Communities distrust the military for making blanket accusations against suspected Boko Haram members and collaborators, resulting in arbitrary arrests and detention, forced evictions, and extrajudicial killings. Some military strategies against Boko Haram have had unintended consequences that deepen community mistrust.
For instance, Lake Chad Basin governments have attempted to limit the group’s access to vital supplies. Bans on human, vehicular and even boat movements in certain areas and at certain times have been devastating for civilian livelihoods.
In Nigeria’s northeastern states of Borno, Adamawa and Yobe, a 2019 ban on transporting solid fertiliser has crippled thousands of households, many of whom include farmers who depend on this to cultivate crops. The prohibition on cultivating and marketing red peppers in the Diffa region of Niger has been similarly debilitating.
Differences in the way information is managed and communicated also make civil-military cooperation difficult. Soldiers are reluctant to share details about their strategies against Boko Haram, and civilians don’t always agree with the military’s interpretation of the situation on the ground. For example, the military could describe a situation as ‘calm’ or ‘under control’ when in fact, civilians continue to be victims of lootings, abductions and other violations.
Coordination challenges between the military and humanitarian actors affect both state and non-state entities. Insufficient military personnel and equipment to escort government-led humanitarian missions mean that a single trip must sometimes be broken down into several smaller tasks. This has financial, time and emergency implications. Transporting humanitarian items in multiple small missions increases fuel costs, takes much longer and delays the delivery of supplies to those in urgent need.
In some instances, non-state humanitarian actors are viewed with suspicion by the military. Applying the principle of neutrality is a well-known point of friction between the military and the humanitarian system. Soldiers often have reservations about humanitarian actors helping insurgents either deliberately or unintentionally.
In 2019, the Nigerian army accused some humanitarian organisations of supplying food and drugs to Boko Haram. Some were ordered to shut down their main offices in Borno State and were declared persona non grata. In Niger, the services of a similar organisation were suspended due to accusations of “questionable links” with a terrorist organisation.
Banning or suspending the work of these organisations limits humanitarian assistance to local communities, making people more vulnerable to recruitment by Boko Haram. Overall, the tensions described above all help prolong the crisis.
Dialogue between the military, communities and humanitarian organisations is essential, especially since the security situation is becoming more volatile. Talks should be led by the Lake Chad Basin Commission’s Regional Stabilisation Strategy Secretariat, the Multinational Joint Task Force and the United Nations Office for the Coordination of Humanitarian Affairs.

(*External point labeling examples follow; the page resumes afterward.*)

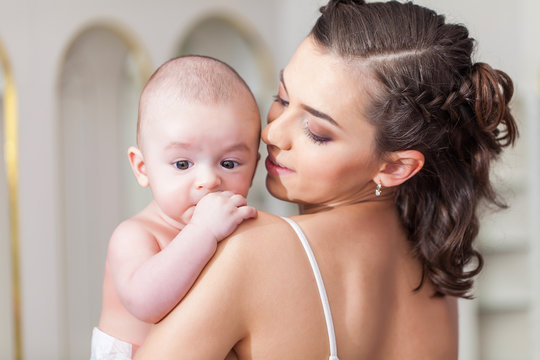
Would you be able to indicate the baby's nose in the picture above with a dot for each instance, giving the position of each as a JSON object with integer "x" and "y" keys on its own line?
{"x": 208, "y": 180}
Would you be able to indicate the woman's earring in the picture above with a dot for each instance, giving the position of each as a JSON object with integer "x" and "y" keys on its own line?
{"x": 378, "y": 189}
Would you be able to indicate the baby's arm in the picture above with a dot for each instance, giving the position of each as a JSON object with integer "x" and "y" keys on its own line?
{"x": 151, "y": 282}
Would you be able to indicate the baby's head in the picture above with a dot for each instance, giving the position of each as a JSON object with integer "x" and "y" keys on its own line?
{"x": 198, "y": 132}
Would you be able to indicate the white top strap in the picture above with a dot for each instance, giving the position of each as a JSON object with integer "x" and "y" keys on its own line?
{"x": 320, "y": 286}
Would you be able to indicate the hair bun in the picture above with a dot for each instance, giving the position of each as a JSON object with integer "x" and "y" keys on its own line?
{"x": 493, "y": 89}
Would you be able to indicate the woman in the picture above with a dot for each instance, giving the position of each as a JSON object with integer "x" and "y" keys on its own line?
{"x": 382, "y": 131}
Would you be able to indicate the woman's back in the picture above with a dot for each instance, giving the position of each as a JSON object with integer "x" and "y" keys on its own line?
{"x": 370, "y": 277}
{"x": 260, "y": 290}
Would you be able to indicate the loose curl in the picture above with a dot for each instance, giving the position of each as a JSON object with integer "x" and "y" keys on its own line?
{"x": 429, "y": 97}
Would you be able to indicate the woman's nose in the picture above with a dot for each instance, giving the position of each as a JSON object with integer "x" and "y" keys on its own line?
{"x": 207, "y": 179}
{"x": 277, "y": 133}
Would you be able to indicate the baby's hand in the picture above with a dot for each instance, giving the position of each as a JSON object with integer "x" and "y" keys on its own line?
{"x": 221, "y": 212}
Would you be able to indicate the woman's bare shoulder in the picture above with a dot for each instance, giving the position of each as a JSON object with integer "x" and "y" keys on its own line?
{"x": 255, "y": 237}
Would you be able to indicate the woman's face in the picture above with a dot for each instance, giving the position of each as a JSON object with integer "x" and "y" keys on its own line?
{"x": 321, "y": 149}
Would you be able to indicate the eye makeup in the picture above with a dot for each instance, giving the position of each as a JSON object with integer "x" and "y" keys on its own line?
{"x": 314, "y": 136}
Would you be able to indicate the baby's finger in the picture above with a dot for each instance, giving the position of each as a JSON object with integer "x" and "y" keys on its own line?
{"x": 238, "y": 200}
{"x": 247, "y": 212}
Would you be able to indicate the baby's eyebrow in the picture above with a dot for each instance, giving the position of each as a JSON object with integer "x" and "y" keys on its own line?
{"x": 178, "y": 144}
{"x": 237, "y": 147}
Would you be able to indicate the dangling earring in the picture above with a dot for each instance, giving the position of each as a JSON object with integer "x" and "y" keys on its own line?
{"x": 378, "y": 189}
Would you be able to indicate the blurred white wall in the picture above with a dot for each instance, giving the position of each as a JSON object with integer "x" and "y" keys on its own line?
{"x": 36, "y": 35}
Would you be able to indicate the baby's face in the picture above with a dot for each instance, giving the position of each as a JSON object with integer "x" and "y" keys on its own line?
{"x": 192, "y": 149}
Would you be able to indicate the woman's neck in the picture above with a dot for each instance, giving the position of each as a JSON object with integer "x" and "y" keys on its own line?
{"x": 386, "y": 196}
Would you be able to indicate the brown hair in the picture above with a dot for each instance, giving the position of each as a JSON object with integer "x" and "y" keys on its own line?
{"x": 429, "y": 97}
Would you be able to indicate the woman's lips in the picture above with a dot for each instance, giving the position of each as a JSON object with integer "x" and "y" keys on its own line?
{"x": 275, "y": 168}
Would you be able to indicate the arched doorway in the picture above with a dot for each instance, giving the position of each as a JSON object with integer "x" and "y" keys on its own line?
{"x": 10, "y": 297}
{"x": 101, "y": 77}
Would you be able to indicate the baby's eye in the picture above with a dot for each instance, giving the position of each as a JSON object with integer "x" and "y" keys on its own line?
{"x": 229, "y": 164}
{"x": 183, "y": 164}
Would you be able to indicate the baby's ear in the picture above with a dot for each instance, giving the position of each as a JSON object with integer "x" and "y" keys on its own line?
{"x": 136, "y": 160}
{"x": 401, "y": 166}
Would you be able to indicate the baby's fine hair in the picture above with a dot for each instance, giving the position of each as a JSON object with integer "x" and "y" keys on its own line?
{"x": 193, "y": 78}
{"x": 426, "y": 94}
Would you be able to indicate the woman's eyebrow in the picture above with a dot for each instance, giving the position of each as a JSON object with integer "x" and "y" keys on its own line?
{"x": 309, "y": 109}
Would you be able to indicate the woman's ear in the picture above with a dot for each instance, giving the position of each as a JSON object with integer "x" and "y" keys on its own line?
{"x": 401, "y": 166}
{"x": 136, "y": 160}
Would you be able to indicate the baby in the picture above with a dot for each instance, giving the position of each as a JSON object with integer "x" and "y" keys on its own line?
{"x": 198, "y": 138}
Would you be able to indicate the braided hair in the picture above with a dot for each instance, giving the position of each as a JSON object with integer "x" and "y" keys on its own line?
{"x": 429, "y": 96}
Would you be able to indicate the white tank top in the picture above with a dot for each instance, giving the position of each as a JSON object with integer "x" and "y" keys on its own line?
{"x": 320, "y": 286}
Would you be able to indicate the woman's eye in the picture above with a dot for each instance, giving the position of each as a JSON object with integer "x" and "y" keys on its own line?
{"x": 320, "y": 140}
{"x": 281, "y": 101}
{"x": 229, "y": 164}
{"x": 183, "y": 164}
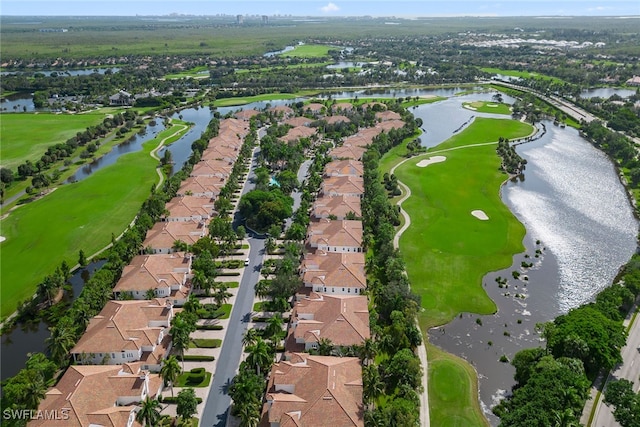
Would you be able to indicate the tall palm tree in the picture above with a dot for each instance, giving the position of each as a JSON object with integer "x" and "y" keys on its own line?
{"x": 260, "y": 356}
{"x": 170, "y": 371}
{"x": 250, "y": 337}
{"x": 249, "y": 415}
{"x": 149, "y": 413}
{"x": 34, "y": 390}
{"x": 61, "y": 341}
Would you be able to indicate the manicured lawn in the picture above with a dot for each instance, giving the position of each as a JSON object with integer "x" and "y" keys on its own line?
{"x": 447, "y": 250}
{"x": 184, "y": 380}
{"x": 488, "y": 107}
{"x": 229, "y": 102}
{"x": 309, "y": 51}
{"x": 77, "y": 216}
{"x": 205, "y": 343}
{"x": 27, "y": 136}
{"x": 523, "y": 74}
{"x": 453, "y": 391}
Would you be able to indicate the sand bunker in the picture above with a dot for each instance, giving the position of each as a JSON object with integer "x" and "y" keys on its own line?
{"x": 480, "y": 215}
{"x": 431, "y": 160}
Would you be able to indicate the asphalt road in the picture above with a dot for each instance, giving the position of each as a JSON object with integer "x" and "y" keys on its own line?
{"x": 218, "y": 401}
{"x": 629, "y": 369}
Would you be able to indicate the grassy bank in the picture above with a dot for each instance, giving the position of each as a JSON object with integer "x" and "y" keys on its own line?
{"x": 450, "y": 250}
{"x": 77, "y": 216}
{"x": 447, "y": 250}
{"x": 27, "y": 136}
{"x": 453, "y": 391}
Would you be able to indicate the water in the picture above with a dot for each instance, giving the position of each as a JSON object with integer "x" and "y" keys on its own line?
{"x": 17, "y": 103}
{"x": 442, "y": 119}
{"x": 181, "y": 149}
{"x": 572, "y": 201}
{"x": 62, "y": 73}
{"x": 132, "y": 145}
{"x": 606, "y": 92}
{"x": 31, "y": 338}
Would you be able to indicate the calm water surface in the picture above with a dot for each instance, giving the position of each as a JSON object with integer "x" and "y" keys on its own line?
{"x": 572, "y": 201}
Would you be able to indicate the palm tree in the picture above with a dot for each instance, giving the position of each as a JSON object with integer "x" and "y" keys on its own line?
{"x": 368, "y": 350}
{"x": 250, "y": 337}
{"x": 259, "y": 355}
{"x": 61, "y": 341}
{"x": 170, "y": 371}
{"x": 372, "y": 384}
{"x": 249, "y": 415}
{"x": 34, "y": 390}
{"x": 149, "y": 413}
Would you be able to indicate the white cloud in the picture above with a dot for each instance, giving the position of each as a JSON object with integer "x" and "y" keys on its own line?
{"x": 331, "y": 7}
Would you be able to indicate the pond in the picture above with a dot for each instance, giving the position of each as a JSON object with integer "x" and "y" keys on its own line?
{"x": 571, "y": 200}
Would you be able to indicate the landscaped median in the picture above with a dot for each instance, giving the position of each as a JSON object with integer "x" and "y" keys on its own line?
{"x": 83, "y": 215}
{"x": 459, "y": 231}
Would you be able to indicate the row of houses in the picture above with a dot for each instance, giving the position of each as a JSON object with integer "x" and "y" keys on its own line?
{"x": 117, "y": 360}
{"x": 312, "y": 390}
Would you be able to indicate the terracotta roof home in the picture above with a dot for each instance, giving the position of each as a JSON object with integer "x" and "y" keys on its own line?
{"x": 162, "y": 236}
{"x": 298, "y": 121}
{"x": 368, "y": 105}
{"x": 201, "y": 186}
{"x": 282, "y": 111}
{"x": 314, "y": 391}
{"x": 342, "y": 186}
{"x": 246, "y": 114}
{"x": 335, "y": 236}
{"x": 299, "y": 132}
{"x": 342, "y": 319}
{"x": 337, "y": 119}
{"x": 334, "y": 273}
{"x": 314, "y": 108}
{"x": 220, "y": 152}
{"x": 211, "y": 169}
{"x": 347, "y": 167}
{"x": 342, "y": 106}
{"x": 338, "y": 206}
{"x": 391, "y": 124}
{"x": 347, "y": 152}
{"x": 187, "y": 208}
{"x": 165, "y": 274}
{"x": 97, "y": 396}
{"x": 388, "y": 115}
{"x": 125, "y": 332}
{"x": 234, "y": 127}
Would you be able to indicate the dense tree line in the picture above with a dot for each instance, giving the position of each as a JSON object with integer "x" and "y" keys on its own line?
{"x": 553, "y": 382}
{"x": 398, "y": 376}
{"x": 25, "y": 390}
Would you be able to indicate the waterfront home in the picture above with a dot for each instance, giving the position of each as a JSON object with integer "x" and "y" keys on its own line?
{"x": 125, "y": 332}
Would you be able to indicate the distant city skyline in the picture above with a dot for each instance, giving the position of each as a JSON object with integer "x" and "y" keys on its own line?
{"x": 403, "y": 8}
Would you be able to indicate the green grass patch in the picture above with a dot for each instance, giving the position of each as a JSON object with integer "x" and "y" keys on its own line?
{"x": 242, "y": 100}
{"x": 450, "y": 250}
{"x": 521, "y": 74}
{"x": 453, "y": 391}
{"x": 308, "y": 51}
{"x": 197, "y": 377}
{"x": 75, "y": 216}
{"x": 226, "y": 310}
{"x": 420, "y": 101}
{"x": 196, "y": 358}
{"x": 206, "y": 342}
{"x": 27, "y": 136}
{"x": 488, "y": 107}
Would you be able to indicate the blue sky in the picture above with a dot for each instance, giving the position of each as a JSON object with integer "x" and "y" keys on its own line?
{"x": 324, "y": 8}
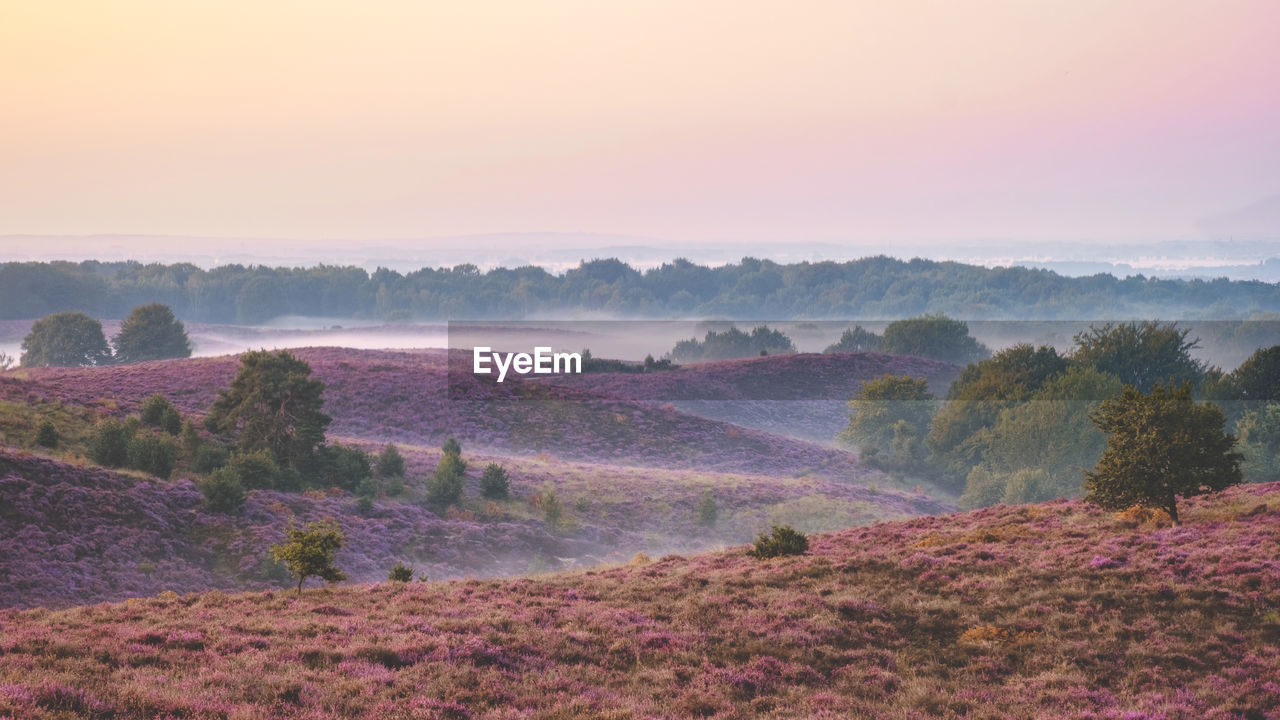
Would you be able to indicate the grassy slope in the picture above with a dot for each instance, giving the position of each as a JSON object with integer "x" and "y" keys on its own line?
{"x": 406, "y": 397}
{"x": 73, "y": 533}
{"x": 801, "y": 396}
{"x": 1032, "y": 611}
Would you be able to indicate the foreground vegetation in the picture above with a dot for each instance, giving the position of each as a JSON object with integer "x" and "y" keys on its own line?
{"x": 1054, "y": 610}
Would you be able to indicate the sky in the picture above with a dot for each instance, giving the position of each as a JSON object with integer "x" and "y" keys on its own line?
{"x": 696, "y": 121}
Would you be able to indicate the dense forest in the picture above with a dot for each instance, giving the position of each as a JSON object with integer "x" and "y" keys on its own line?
{"x": 872, "y": 287}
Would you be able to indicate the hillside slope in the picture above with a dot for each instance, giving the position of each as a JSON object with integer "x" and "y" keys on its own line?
{"x": 1043, "y": 611}
{"x": 801, "y": 396}
{"x": 407, "y": 397}
{"x": 74, "y": 534}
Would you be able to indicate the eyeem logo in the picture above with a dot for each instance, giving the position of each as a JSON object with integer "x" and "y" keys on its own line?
{"x": 543, "y": 361}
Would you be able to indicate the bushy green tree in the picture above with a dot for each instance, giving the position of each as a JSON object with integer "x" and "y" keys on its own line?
{"x": 109, "y": 442}
{"x": 707, "y": 511}
{"x": 1260, "y": 443}
{"x": 46, "y": 434}
{"x": 156, "y": 411}
{"x": 151, "y": 332}
{"x": 494, "y": 482}
{"x": 888, "y": 418}
{"x": 190, "y": 441}
{"x": 256, "y": 470}
{"x": 1141, "y": 354}
{"x": 856, "y": 340}
{"x": 273, "y": 404}
{"x": 311, "y": 552}
{"x": 344, "y": 466}
{"x": 209, "y": 458}
{"x": 391, "y": 463}
{"x": 65, "y": 340}
{"x": 152, "y": 454}
{"x": 1257, "y": 379}
{"x": 933, "y": 336}
{"x": 730, "y": 343}
{"x": 782, "y": 541}
{"x": 960, "y": 428}
{"x": 552, "y": 509}
{"x": 223, "y": 491}
{"x": 1038, "y": 449}
{"x": 444, "y": 487}
{"x": 1160, "y": 447}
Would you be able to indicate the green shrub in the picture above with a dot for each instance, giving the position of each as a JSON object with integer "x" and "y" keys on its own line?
{"x": 394, "y": 486}
{"x": 46, "y": 436}
{"x": 158, "y": 413}
{"x": 311, "y": 552}
{"x": 494, "y": 482}
{"x": 401, "y": 573}
{"x": 344, "y": 466}
{"x": 223, "y": 491}
{"x": 785, "y": 540}
{"x": 444, "y": 487}
{"x": 707, "y": 511}
{"x": 552, "y": 509}
{"x": 391, "y": 464}
{"x": 152, "y": 454}
{"x": 256, "y": 470}
{"x": 109, "y": 442}
{"x": 209, "y": 458}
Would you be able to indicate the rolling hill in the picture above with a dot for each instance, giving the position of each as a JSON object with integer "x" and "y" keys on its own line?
{"x": 407, "y": 397}
{"x": 1054, "y": 610}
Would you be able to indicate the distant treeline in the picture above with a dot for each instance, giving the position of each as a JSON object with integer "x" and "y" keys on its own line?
{"x": 872, "y": 287}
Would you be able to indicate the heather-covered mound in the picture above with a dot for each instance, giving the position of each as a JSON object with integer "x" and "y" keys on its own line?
{"x": 1056, "y": 610}
{"x": 801, "y": 395}
{"x": 74, "y": 534}
{"x": 406, "y": 397}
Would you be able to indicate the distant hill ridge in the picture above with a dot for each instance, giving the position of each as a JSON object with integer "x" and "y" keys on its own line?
{"x": 876, "y": 287}
{"x": 405, "y": 396}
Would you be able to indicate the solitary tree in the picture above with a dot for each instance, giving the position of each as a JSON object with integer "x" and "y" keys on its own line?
{"x": 933, "y": 336}
{"x": 311, "y": 552}
{"x": 494, "y": 482}
{"x": 890, "y": 417}
{"x": 65, "y": 340}
{"x": 446, "y": 486}
{"x": 151, "y": 333}
{"x": 391, "y": 463}
{"x": 1160, "y": 446}
{"x": 273, "y": 404}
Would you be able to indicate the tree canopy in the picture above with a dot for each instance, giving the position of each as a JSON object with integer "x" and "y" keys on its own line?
{"x": 1141, "y": 354}
{"x": 311, "y": 552}
{"x": 151, "y": 332}
{"x": 65, "y": 340}
{"x": 1160, "y": 446}
{"x": 933, "y": 336}
{"x": 888, "y": 419}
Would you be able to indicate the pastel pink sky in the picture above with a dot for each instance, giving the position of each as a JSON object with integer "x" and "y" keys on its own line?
{"x": 694, "y": 119}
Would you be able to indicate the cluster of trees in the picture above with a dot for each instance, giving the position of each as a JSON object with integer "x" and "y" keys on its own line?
{"x": 1027, "y": 423}
{"x": 872, "y": 287}
{"x": 150, "y": 332}
{"x": 730, "y": 343}
{"x": 269, "y": 433}
{"x": 444, "y": 487}
{"x": 926, "y": 336}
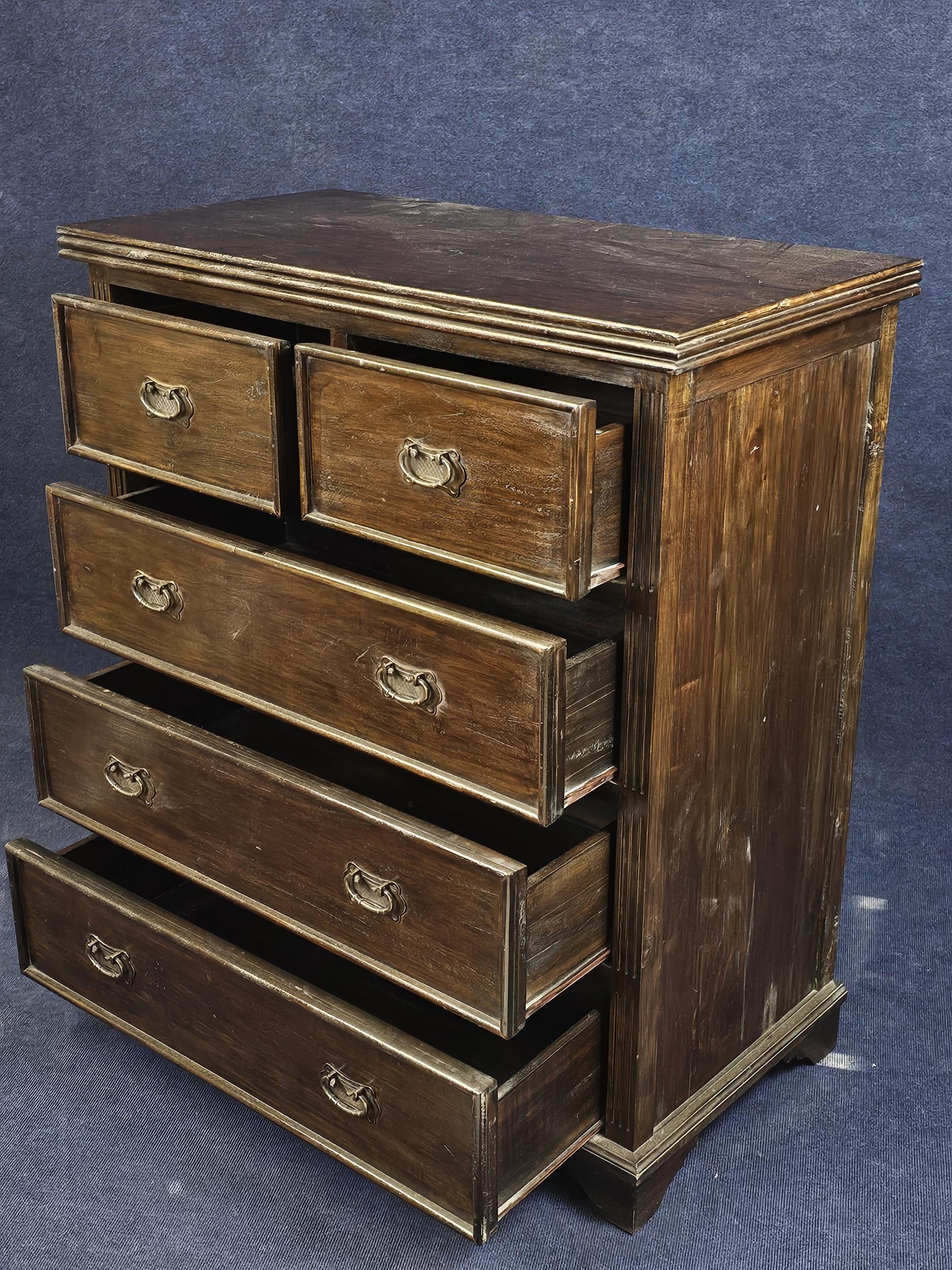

Representatives of local humanitarian agencies, the Lake Chad Basin Commission-Multinational Joint Task Force’s Civil-Military Cooperation cell and the UN Office for the Coordination of Humanitarian Affairs’ Civil-Military Coordination cell should also be involved.
These entities need to avoid operating in silos and strengthen their communication, collaboration and the sharing of lessons about what works. For instance, interventions often start with a commitment to prioritise communities’ interests, but inadequate monitoring means other issues eventually take precedence. And beyond traditional leaders, community groups, including women and youth, should also be involved.
Expectations are high as local, regional and global actors strive to deliver on their commitments in the Lake Chad Basin. Success will depend on how effectively they work together to respond to the needs of communities. DM
This article is funded by the United Nations Development Programme and the Government of the Netherlands.